Copenhagen Infrastructure Partners (CIP) has just hit a significant milestone in Taiwan’s offshore wind sector, securing financial close for the 495MW Fengmiao I project. This isn’t just another project; it’s a testament to the rapid maturation of Taiwan’s offshore wind market and a bold step towards the nation’s energy transition goals. Let’s dive into what this means for the sector.
Fengmiao I, located offshore Taichung, is CIP’s third offshore wind venture in Taiwan, following Changfang & Xidao, and Zhongneng. But it’s not just another project in the pipeline. It’s the first from Taiwan’s Round 3 to reach financial close and commence construction, setting a new benchmark for the region. The project secured site exclusivity and a 500MW grid capacity in Taiwan’s Round 3.1 auction last December, showcasing the government’s commitment to expanding renewable energy infrastructure. The project is expected to complete construction by the end of 2027, adding a significant chunk of clean energy to Taiwan’s grid.
The project’s financing is a complex web of international and local support. A consortium of 27 international and Taiwanese banks has committed T$103bn ($3.1bn) to the project. This isn’t just about the money; it’s about the trust and confidence these institutions have in Taiwan’s offshore wind sector. A portion of the debt will be guaranteed by four export credit agencies (ECAs) and Taiwan’s National Credit Guarantee Administration, further underscoring the project’s viability and the government’s backing.
But what’s truly groundbreaking is the corporate power purchase agreements (PPAs). Fengmiao I has secured long-term PPAs with six large local and international corporates for its entire capacity. This isn’t just about securing revenue; it’s about setting a new precedent for corporate renewable energy procurement in Taiwan. It’s about large energy users taking responsibility for their carbon footprint and driving demand for clean energy. This is a significant shift in the market dynamics and could spur more corporates to follow suit.
CIP partner and head of Asia-Pacific, Thomas Wibe Poulsen, puts it succinctly: “Financial close on Fengmiao I marks a major milestone… This sets a new benchmark for Taiwan’s rapidly maturing offshore wind market under the government’s Energy Transition 2.0 policy.” This isn’t just about one project; it’s about the trajectory of the entire sector.
Moreover, the project’s construction by a consortium of international and local suppliers experienced in Taiwan’s offshore wind sector ensures knowledge transfer and capacity building. Vestas, the turbine supplier for CIP’s existing projects, will provide 33 units of its latest 15MW turbine. This isn’t just about technology; it’s about innovation and efficiency.

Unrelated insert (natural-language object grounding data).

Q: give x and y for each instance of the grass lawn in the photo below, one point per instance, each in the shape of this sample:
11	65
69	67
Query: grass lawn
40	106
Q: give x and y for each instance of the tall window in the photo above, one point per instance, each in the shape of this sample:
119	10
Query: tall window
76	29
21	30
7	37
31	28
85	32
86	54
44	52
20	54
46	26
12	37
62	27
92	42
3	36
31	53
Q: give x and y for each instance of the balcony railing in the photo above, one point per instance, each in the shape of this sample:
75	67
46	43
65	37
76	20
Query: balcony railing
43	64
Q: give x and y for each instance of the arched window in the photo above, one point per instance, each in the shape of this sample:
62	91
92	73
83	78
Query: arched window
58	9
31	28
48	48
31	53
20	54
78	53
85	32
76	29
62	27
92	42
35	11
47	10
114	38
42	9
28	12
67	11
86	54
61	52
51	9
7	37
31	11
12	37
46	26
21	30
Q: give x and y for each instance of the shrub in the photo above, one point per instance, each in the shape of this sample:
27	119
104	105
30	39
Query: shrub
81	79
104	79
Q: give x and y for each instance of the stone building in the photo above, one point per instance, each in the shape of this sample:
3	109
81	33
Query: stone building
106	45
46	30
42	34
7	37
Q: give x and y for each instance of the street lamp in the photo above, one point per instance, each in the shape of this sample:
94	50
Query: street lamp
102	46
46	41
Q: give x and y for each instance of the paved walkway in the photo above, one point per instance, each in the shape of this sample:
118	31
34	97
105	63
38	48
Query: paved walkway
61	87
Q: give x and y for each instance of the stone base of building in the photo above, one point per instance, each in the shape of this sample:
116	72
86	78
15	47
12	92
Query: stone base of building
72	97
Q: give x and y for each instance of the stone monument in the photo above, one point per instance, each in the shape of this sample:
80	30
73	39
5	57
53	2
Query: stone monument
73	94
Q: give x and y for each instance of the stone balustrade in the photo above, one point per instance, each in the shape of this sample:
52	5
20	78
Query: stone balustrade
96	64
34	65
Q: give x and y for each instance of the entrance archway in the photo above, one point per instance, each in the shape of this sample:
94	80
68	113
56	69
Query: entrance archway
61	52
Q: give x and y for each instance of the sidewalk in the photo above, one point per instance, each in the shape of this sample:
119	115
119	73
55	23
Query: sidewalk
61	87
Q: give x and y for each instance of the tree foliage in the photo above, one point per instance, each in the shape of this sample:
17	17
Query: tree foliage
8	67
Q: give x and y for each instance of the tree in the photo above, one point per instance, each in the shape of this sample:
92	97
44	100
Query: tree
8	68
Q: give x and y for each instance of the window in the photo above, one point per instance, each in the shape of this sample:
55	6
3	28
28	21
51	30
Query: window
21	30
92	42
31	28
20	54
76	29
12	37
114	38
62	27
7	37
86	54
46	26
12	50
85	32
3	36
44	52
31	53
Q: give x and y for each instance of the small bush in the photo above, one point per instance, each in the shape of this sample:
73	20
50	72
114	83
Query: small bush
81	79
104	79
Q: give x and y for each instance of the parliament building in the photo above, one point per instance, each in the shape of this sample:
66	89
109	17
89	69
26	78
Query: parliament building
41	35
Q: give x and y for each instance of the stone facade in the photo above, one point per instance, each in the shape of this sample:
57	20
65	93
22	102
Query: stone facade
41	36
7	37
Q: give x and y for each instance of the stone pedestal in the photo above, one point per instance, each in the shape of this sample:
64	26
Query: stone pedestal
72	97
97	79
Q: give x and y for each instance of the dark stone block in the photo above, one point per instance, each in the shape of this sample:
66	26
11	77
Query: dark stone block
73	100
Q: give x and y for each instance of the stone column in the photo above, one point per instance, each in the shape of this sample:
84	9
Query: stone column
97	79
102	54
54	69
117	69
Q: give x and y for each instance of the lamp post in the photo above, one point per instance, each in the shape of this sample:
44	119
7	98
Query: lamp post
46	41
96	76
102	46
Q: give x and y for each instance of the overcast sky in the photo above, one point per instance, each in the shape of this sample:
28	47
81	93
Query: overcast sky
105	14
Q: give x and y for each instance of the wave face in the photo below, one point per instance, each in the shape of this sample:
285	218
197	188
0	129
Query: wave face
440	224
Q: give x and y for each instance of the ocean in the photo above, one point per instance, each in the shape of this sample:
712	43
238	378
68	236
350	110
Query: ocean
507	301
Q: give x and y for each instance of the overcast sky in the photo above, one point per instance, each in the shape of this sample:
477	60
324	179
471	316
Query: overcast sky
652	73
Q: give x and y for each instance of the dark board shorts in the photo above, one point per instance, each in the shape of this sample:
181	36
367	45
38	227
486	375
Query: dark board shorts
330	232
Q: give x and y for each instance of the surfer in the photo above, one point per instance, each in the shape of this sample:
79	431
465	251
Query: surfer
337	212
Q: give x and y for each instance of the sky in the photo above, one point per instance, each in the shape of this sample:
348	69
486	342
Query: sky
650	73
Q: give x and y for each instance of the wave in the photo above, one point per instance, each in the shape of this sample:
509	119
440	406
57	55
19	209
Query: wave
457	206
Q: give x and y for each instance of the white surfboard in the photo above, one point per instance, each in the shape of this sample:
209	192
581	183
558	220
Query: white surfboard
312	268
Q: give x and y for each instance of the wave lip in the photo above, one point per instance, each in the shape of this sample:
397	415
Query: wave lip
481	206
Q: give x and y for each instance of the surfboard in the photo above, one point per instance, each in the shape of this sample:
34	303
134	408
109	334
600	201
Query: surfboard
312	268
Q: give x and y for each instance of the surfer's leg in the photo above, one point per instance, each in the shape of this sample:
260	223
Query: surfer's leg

The Fengmiao I project could spark a wave of similar ventures, accelerating Taiwan’s energy transition. It could also attract more international investors, further boosting the sector. But it’s not just about Taiwan. This project could serve as a model for other countries looking to expand their offshore wind capacity. It’s about learning from Taiwan’s experience and adapting it to different contexts.
However, challenges remain. The sector needs to address issues like grid integration, environmental impact, and community engagement. But with projects like Fengmiao I, Taiwan is well on its way to overcoming these hurdles. The future of offshore wind in Taiwan looks bright, and Fengmiao I is a significant step in that direction.